Snapchat plans to build its e-commerce business upon the augmented reality that made it popular among young social media users. With Screenshop’s capabilities, influencers could skip links altogether, simply wearing new products and directing viewers to an in-app checkout window. A customer worried about size and fit could benefit from Fit Analytic’s knowledge base to choose between similar alternatives. Snap CEO Evan Spiegel says Snapchat’s experiments with deploying augmented reality to help users try on and preview products in “more entertaining and immersive” ways have made for purchases downstream.

“They’ve made a move into advertising, which is a big play,” Kristen Groh, Publicis Sapient’s consumer products industry lead for North America, told retail news site Retail Dive. “But if you can take that further and actually own more of that journey all the way through to the point of purchase, you become a more valuable destination for your consumers and for your brands.”

But Snapchat’s current user experience doesn’t quite jibe with how influencers and advertisers have found success elsewhere. It prioritizes frequent interaction between close friends, and valuable metrics like views, reposts, and comments are visible only to individual users. Facebook, Twitter, Instagram, and TikTok each display metrics for other users—and advertisers—to easily gauge a post’s reach.
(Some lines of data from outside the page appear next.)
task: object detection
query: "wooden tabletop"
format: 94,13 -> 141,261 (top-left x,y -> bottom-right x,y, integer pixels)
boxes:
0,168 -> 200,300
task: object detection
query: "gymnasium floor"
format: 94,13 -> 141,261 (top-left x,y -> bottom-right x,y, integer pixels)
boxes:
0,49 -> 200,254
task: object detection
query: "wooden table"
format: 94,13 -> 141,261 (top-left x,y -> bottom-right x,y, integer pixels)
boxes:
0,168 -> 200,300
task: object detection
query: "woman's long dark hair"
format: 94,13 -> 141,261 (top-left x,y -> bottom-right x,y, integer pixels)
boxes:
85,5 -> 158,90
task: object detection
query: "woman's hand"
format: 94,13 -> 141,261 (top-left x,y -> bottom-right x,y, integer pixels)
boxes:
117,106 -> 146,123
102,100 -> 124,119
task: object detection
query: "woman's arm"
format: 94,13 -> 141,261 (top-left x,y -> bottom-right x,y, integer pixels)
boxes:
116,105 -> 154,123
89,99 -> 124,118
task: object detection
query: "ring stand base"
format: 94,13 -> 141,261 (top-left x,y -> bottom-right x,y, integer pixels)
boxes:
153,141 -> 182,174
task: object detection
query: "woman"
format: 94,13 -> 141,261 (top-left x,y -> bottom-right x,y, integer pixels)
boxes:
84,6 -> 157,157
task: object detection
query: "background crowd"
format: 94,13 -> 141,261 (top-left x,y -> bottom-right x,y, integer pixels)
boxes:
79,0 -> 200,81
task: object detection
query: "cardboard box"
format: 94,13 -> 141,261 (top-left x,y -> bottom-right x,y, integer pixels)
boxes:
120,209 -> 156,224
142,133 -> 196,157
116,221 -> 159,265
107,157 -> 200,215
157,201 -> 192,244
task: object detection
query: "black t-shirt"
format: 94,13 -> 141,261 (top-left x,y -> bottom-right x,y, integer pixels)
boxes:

Furthermore, native content is only shareable within Snapchat, making it difficult for videos to reach viral popularity without recording and posting users’ snaps to other social media platforms. And Snapchat has a less than stellar track record on redesigns. A widely panned redesign in 2018 sent its stock plummeting. Another revamp in 2019 contributed to a 2.8% dip in users. New e-commerce features that too heavily disturb user experience could alienate users again.

Snapchat is also behind its competitors in terms of audience, even as it has continued to add users. Though its 250 million-plus daily active users put it well ahead of Twitter’s 187 million, that number is paltry compared to ByteDance’s nearly 700 million daily users between TikTok and its mainland China-based relative Douyin, and Instagram Stories’ 500 million daily users.

And, while its competitors may lack comparable AR-integration, that hasn’t stopped them from finding varying degrees of e-commerce success in Snapchat’s absence.